You realize my numbers also include the base numbers before damage bonuses are applied, right? I also gave you the formula you need to calculate the damage bonuses for any given setup. If you just want to compare relative damage between weapons for one build just take the base damages and factor in any differences from traits that only affect one over the other.
You realize my numbers also include the base numbers before damage bonuses are applied, right? I also gave you the formula you need to calculate the damage bonuses for any given setup. If you just want to compare relative damage between weapons for one build just take the base damages and factor in any differences from traits that only affect one over the other.
I’m lazy and would much prefer those calculations done for me rather than theorycrafting the absolute maximum for each weapon.
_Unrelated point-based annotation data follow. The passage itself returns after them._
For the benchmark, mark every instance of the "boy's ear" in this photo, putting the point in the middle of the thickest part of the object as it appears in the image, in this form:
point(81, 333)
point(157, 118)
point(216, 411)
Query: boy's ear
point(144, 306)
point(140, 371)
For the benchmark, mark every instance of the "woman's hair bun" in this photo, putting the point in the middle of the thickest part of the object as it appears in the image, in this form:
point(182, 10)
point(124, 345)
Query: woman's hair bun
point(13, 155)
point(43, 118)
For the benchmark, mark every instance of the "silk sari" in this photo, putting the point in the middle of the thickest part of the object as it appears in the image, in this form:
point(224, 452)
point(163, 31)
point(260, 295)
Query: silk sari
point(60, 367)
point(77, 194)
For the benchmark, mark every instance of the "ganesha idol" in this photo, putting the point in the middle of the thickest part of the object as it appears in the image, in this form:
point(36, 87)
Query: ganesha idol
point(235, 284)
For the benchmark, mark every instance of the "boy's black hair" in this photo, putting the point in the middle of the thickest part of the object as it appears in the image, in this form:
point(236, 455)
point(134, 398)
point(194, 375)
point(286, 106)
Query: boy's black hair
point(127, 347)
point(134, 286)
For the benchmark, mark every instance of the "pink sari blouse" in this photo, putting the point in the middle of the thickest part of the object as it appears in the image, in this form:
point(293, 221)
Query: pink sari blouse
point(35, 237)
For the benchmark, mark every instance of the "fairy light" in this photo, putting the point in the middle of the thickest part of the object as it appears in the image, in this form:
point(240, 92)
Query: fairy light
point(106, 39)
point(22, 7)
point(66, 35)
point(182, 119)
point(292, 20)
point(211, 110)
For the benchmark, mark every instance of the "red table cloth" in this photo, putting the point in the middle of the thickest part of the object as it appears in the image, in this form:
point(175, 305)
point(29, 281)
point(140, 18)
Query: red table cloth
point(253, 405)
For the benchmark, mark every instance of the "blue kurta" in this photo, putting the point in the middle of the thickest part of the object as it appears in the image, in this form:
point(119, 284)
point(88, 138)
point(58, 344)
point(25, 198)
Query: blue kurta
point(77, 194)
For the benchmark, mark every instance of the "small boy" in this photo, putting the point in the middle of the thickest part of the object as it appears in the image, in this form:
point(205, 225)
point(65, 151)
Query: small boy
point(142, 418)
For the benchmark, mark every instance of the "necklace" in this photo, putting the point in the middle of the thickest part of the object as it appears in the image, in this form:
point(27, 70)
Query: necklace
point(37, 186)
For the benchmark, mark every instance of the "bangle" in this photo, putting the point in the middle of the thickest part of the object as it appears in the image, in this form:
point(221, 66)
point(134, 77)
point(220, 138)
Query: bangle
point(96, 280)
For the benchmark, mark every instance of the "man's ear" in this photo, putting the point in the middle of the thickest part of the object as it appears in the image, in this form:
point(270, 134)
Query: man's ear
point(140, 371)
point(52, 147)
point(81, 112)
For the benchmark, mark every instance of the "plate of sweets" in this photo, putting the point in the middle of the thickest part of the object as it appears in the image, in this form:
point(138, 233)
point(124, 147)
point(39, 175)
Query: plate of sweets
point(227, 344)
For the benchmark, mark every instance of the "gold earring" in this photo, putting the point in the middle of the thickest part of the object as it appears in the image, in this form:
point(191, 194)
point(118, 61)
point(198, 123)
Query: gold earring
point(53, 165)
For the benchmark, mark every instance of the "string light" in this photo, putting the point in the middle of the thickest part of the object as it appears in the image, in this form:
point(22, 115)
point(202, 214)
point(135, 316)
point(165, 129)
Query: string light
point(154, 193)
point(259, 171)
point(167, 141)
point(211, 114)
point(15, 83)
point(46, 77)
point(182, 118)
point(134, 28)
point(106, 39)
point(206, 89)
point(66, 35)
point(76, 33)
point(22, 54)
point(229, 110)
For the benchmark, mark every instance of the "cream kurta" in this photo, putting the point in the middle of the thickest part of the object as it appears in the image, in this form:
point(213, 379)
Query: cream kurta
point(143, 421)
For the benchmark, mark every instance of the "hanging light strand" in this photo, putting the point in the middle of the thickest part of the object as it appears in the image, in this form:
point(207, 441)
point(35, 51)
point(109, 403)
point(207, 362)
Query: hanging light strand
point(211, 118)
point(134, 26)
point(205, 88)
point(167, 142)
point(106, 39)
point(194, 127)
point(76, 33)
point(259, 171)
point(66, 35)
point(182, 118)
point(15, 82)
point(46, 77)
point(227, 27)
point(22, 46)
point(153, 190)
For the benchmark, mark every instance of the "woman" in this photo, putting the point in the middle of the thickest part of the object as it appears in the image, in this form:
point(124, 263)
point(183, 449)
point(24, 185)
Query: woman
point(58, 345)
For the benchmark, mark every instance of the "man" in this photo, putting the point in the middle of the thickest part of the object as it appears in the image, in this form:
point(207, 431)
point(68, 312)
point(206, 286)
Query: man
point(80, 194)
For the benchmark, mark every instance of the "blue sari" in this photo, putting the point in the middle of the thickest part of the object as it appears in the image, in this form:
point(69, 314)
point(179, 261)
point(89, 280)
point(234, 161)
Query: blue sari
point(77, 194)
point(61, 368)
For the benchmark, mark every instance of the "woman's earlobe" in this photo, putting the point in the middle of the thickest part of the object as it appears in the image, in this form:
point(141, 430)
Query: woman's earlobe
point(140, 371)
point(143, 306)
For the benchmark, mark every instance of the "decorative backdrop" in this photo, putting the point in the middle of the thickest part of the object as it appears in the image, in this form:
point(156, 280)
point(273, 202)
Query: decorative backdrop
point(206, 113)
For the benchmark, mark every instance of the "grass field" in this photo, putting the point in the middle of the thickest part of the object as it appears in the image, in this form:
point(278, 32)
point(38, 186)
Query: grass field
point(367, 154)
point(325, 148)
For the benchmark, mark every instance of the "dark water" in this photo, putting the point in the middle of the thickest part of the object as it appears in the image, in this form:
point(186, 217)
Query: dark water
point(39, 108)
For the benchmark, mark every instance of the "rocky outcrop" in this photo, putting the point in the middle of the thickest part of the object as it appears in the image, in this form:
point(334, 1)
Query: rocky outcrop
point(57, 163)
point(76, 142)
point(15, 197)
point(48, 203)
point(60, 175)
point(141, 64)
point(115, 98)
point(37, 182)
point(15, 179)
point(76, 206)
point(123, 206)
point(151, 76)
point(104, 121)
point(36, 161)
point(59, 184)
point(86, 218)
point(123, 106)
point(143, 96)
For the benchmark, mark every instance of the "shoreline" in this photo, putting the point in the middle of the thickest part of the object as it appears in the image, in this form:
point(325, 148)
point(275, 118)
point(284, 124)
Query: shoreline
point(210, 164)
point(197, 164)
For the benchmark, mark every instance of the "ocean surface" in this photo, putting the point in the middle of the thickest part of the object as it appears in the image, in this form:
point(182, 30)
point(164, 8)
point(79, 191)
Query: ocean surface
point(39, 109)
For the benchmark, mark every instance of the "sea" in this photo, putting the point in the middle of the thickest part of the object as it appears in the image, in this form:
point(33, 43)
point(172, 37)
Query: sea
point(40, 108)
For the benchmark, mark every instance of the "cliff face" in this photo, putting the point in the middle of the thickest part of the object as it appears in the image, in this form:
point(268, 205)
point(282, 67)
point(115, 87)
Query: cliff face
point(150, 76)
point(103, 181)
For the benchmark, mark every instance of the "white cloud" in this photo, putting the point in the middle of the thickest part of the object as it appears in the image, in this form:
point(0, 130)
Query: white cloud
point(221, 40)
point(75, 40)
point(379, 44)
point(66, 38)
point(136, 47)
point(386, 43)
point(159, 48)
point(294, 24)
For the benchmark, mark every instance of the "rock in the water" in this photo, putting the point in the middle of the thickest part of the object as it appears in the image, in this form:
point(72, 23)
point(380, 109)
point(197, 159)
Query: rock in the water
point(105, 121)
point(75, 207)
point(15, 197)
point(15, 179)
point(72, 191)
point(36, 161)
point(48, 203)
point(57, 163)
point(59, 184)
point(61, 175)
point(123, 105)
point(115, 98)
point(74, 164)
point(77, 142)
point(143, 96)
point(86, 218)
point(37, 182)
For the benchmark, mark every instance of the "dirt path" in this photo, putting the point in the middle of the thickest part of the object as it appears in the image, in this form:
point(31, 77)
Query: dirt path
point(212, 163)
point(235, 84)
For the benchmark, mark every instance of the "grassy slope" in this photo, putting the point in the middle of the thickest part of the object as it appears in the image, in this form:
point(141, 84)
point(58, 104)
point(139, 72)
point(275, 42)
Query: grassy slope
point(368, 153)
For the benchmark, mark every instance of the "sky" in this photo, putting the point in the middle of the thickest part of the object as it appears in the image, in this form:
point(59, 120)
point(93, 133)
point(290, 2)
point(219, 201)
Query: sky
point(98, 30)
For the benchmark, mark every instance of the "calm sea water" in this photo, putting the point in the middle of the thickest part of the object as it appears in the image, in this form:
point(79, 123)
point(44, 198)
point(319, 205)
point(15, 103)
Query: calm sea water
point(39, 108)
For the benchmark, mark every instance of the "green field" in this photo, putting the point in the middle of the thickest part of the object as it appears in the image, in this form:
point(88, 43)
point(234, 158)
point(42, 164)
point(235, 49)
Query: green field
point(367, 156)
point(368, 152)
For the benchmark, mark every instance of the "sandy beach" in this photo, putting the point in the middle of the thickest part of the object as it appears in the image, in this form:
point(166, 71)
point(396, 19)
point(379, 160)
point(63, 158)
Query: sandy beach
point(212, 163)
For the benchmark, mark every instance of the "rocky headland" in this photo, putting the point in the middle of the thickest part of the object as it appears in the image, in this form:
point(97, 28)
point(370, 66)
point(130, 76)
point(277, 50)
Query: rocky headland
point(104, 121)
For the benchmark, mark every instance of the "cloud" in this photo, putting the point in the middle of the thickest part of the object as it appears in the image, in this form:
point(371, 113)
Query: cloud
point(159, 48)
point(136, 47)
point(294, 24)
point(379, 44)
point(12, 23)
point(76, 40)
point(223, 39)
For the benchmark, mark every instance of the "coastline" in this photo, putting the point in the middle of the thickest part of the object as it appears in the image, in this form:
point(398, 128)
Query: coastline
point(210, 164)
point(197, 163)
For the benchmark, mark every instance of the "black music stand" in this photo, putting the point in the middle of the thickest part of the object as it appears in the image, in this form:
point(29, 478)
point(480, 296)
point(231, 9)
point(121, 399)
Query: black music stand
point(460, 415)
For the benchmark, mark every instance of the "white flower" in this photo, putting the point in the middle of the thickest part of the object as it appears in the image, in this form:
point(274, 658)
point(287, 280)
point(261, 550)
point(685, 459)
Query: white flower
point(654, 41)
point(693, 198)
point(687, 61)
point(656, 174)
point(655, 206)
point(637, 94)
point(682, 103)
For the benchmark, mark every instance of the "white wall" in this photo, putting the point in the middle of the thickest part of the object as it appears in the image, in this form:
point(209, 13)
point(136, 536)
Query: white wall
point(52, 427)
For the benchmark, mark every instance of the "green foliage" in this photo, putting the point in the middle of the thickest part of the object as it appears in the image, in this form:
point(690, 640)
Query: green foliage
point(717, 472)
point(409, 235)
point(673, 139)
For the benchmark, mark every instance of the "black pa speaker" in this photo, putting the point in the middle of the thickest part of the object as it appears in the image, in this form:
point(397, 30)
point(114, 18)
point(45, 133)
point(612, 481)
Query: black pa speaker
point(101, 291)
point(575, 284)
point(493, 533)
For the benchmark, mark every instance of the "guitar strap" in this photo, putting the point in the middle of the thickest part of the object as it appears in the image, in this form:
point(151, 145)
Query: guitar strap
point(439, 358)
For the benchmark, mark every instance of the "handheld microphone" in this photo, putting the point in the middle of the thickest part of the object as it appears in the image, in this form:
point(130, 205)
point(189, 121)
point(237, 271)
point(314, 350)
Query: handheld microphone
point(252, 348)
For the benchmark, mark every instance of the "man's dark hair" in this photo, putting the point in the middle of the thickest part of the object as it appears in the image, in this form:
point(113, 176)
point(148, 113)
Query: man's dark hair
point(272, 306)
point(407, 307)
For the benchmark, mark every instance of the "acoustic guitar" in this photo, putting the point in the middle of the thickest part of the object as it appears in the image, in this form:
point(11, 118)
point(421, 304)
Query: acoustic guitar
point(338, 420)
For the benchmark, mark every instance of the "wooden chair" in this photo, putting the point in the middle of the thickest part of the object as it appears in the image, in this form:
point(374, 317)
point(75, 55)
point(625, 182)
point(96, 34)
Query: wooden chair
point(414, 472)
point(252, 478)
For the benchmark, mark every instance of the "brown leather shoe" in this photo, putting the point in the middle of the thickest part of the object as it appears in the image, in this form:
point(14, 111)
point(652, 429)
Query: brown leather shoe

Ideally, a set of trait distributions with the DPS of each weapon under it, with the highest DPS weapon (or pair of weapon sets) of each category highlighted.
On topic for this thread I would also like DPS comparisons for the 45 second battle, or however long a typical skirmish lasts.
No offense, but not everybody enjoys math and/or number crunching (min/maxing), and perfectly valid logic and theorycrafting may not translate well to the diverse playstyles out there. I.E. 4+3=7, but it doesn’t mean that 7 will work for everyone just because it’s the “right” answer arithmetically.
Not saying that you who enjoy those things should stop doing so, though, as long as you respect others’ “wrong/ mathematically incorrect choices” as well. Peace to all.